Tummy frowned. “Haven’t I told you this before?”

“Yes, but I want to hear it again.”

“Right. Okay. Well, the Conclave typically begins 15 to 20 days after the death of a pope. The College of Cardinals gets locked up in the Sistine Chapel and starts voting. A candidate needs a majority of two thirds to be elected. That usually doesn’t happen on the first vote, so they’ll take the ballot papers and burn them, and they add chemicals to make the smoke black, so that the people on the outside know that there is no new pope yet because the smoke coming from the chimney on the Sistine Chapel is black.”

“And then they vote again,” Julian said.

“Well yes, but not right away. Having over a hundred cardinals cast their vote and having all the votes counted and verified is a lengthy process, so they’ll have a maximum of four ballots per day, two in the morning and two in the afternoon.”

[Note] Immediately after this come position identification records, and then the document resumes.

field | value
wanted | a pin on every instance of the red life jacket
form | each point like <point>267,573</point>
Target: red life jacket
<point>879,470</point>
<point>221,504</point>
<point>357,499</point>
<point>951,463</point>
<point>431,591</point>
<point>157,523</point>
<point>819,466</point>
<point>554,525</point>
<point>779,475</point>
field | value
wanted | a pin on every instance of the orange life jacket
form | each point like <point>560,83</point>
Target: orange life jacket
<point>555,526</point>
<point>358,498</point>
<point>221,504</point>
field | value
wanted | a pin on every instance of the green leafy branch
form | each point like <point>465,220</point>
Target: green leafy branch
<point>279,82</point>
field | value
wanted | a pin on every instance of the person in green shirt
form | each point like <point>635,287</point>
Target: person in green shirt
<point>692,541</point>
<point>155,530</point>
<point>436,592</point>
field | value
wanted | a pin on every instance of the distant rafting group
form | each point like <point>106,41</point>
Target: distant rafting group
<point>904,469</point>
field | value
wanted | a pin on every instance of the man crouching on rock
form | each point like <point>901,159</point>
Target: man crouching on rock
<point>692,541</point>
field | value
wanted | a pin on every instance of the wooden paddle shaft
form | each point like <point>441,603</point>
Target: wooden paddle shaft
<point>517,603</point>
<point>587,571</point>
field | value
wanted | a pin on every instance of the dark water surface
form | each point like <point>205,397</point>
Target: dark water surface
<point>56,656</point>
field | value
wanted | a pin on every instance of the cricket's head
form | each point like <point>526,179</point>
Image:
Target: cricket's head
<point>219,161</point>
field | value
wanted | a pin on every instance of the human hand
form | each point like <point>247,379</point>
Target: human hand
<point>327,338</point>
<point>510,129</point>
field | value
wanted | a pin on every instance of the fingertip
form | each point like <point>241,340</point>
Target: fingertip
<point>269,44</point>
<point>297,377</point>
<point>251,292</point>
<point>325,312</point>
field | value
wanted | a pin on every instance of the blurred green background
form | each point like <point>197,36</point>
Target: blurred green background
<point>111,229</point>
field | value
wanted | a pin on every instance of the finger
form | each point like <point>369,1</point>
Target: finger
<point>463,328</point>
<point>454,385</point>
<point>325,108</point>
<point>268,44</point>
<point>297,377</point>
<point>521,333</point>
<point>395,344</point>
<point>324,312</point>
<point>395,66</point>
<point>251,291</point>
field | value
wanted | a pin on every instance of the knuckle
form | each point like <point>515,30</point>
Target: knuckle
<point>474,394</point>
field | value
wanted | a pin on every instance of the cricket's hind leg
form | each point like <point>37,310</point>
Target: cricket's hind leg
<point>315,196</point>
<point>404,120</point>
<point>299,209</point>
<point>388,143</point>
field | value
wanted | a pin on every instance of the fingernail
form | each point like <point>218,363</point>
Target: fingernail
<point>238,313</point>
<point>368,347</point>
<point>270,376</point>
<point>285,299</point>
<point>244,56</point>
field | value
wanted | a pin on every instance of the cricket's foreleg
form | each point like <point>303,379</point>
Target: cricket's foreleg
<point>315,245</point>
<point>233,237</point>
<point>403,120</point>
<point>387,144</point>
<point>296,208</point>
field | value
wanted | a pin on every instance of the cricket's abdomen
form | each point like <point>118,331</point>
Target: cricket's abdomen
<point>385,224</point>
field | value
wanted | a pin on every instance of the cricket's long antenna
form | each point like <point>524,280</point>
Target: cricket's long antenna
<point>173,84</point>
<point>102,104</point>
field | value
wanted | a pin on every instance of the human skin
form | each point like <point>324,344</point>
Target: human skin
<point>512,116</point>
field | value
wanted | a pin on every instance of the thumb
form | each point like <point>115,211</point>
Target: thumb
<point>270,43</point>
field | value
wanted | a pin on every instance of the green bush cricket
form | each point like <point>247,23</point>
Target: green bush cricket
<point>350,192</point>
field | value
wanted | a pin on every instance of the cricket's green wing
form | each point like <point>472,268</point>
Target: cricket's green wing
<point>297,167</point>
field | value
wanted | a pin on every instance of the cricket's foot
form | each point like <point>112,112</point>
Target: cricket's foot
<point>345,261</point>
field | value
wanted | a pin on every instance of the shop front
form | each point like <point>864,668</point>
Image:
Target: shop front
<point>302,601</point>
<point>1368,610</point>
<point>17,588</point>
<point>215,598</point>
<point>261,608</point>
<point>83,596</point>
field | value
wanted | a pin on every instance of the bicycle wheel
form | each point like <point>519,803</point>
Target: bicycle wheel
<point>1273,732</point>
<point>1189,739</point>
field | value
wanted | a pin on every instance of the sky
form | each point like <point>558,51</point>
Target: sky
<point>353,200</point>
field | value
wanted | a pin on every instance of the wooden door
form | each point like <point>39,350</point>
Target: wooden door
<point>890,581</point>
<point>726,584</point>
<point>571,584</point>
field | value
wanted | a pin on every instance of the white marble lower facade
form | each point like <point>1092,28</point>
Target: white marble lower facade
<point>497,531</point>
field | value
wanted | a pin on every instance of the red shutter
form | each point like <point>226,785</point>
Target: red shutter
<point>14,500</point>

“And they keep doing that until a candidate has a two-thirds majority.”

Tummy nodded. “That’s right. And when that happens they add different chemicals to the ballot papers when they burn them, so the people on the outside see white smoke and know that there’s a new pope.”

“I wonder who the next pope will be,” Julian mused.

“Impossible to tell nowadays. Could be anybody. How about you run for pope? Eh, Jules?” Tummy nudged him with his elbow. “They could do with a fresh face down at the Vatican.”

“I’m not a cardinal, though.”

“You don’t have to be,” Tummy said. “It’s a common misconception that you have to be a cardinal first in order to become pope. But that’s not true. Well, at least in theory. But you’d have to become a Catholic first of course.”

“Hey,” Michael said, “don’t give him any funny ideas like that.”

Julian shook his head. “Thanks, but this time I think I’ll pass.”

And so on.

I have never quite understood Julian’s fascination with religion. Maybe it’s because he never came into contact with religion at home. His mum never made him go to church, and for all I know they didn’t even have a copy of the Bible in the house until Julian bought his own one day. I suppose initially Julian was just intrigued by religion the same way he was intrigued by everything else he didn’t know anything about.